Stavo pensando che ci vogliono energie e una buona dose di intelligenza, una volta che si è trovatoa la combinazione giusta, per evitare di appiccicare lo stesso trattamento a tutte le canzoni, che le variazioni sul tema sono il primo degli errori e il più facile in cui cadere. Ci stavo pensando mentre ascoltavo la cover di “Somebody like you” di McMorrow: una versione tutta sbagliata, che è solo una lagna, perchè non è già abbastanza dire che “non ti preoccupare, troverò qualcuno come te”, dirlo anche in quel modo là è troppo, persino per me.
Fortunatamente “Post-Tropical” è un’altra cosa.
James Vincent, irlandese con un Mc a dimostrarlo, evita le cadute in un sentimentalismo troppo detto e melenso (che resta comunque sentimentalismo, sia chiaro), tirando fuori un disco che sta a metà tra l’RnB e il folk: mai voluto essere il ragazzo con la chitarra, e infatti non lo è (quasi) più.
“Don’t lose the plot” ammonivano i Volcano Choir qualche mese fa mentre registravano “Repave”: James Vincent McMorrow deve aver preso nota. è impresa ardua non perdersi, quando usi il falsetto, non è impresa da poco se canti “I remember my first love”; forse eravamo pronti a doverci sentire a chilometri di distanza da questo disco, e invece.

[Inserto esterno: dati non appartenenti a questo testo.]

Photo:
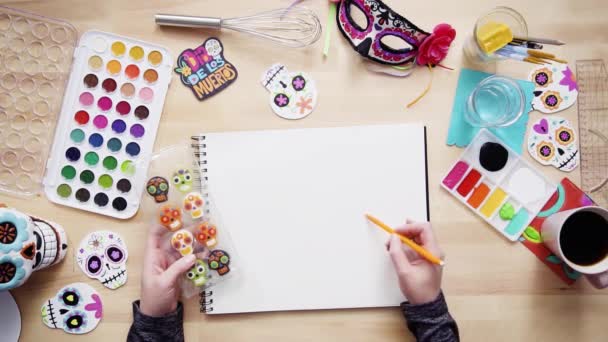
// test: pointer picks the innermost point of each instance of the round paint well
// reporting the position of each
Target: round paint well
(136, 53)
(83, 195)
(110, 163)
(151, 76)
(72, 154)
(100, 121)
(105, 181)
(146, 94)
(91, 158)
(133, 149)
(155, 58)
(101, 199)
(132, 71)
(118, 49)
(137, 131)
(119, 126)
(82, 117)
(95, 62)
(114, 144)
(96, 140)
(104, 103)
(114, 67)
(68, 172)
(127, 167)
(87, 176)
(123, 185)
(64, 190)
(109, 85)
(77, 135)
(119, 203)
(127, 90)
(142, 112)
(86, 99)
(123, 107)
(90, 81)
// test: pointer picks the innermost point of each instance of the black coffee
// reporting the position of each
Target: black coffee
(584, 238)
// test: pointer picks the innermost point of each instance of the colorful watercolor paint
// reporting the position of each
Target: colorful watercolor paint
(469, 182)
(479, 194)
(455, 175)
(112, 78)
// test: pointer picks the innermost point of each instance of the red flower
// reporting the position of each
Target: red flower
(435, 47)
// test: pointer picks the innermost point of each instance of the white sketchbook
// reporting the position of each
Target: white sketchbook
(294, 204)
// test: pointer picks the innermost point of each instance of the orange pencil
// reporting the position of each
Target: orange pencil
(416, 247)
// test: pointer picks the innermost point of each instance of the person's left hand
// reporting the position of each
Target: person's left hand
(161, 272)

Il nome di Justin Vernon mi è tornato in mente fin troppo spesso, ascoltando “Post Tropical”: oggi McMorrow dice che c’è Jay Z tra i suoi riferimenti musicali e ho come l’impressione che passiamo per Bon Iver e Kanye West, che questo disco segua (anche) quel sentiero, che se dico indie r’n’b è tutto più chiaro. Se penso a James Blake, probabilmente questo disco impallidisce, perde in freschezza – e Light refused to go/Drink it from a cast and iron plate è una frase che non sarebbe fuori posto in, chessò, Wash..; ma non è un problema passare per una strada già segnata da qualcuno, soprattutto se non ci si ferma, perchè una certa manutenzione della canzone viene fatta sotto un cielo che non è quello del Wisconsin, non è quello della Dublino in cui è stato scritto.

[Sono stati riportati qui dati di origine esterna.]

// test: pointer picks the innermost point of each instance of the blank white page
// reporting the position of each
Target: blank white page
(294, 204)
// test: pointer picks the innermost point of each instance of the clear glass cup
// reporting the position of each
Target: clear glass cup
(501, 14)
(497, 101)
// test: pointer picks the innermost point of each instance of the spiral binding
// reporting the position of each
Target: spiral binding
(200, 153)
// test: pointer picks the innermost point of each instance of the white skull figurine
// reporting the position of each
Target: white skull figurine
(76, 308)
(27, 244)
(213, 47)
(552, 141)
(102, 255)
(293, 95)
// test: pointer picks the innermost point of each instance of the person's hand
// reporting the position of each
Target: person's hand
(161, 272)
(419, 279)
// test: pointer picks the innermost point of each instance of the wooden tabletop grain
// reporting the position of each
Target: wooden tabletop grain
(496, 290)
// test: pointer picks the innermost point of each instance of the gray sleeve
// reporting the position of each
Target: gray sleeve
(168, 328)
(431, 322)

Mountains become fragrant at the source/ how can you stand this exotic angle/ I read it somewhere that they would lie still ““ non c’è una geografia reale nelle sue canzoni, solo luoghi che i ricordi rendono credibili, solo la descrizione imprecisa di sogni o posti che ci sembra di conoscere, prima di ritrovarsi in mezzo a foreste, canyon che sembrano significare qualcosa. Setting in a fire/ I can’t stand the dark, James Vincent McMorrow illumina la sua scrittura in dieci tracce intessute dell’oro degli dei o di qualche altra metafora che ne renda i toni, perchè c’è una nota di epicità che non riesco a ignorare nelle sue canzoni: e se lui nelle interviste dice che questo disco è bello, che non può dire altrimenti ““ forse suona arrogante, ma devo dargli ragione. E di questo disco si parla in questi termini, con una magniloquenza che concedo a chi scrive “my heart is an ending tomb” senza apparire imbarazzante o impacciato. è Gennaio e abbiamo un disco con cui sopravvivere all’inverno: I wanna go south of the river, facing alone in the heart of the winter /And this we’ll celebrate..
Quando ho visto i video di Aoife McArdle per “Post-Tropical”, ho pensato che era vero come non mai che un trattamento non basta a renderti credibile: pensavo a “Tropico”, il cortometraggio della perduta Lana del Rey ““ spogliarelliste, off licence, fucili: ci vuole molto più di un tumblr per essere credibili, ci vuole molto di più di un’estetica low-fi da motel e camice gettate via per impressionarci, che la plastica si riconosce da lontano e ancora più da vicino, che tutto questo era Post-Tropico, insomma. E va meglio così.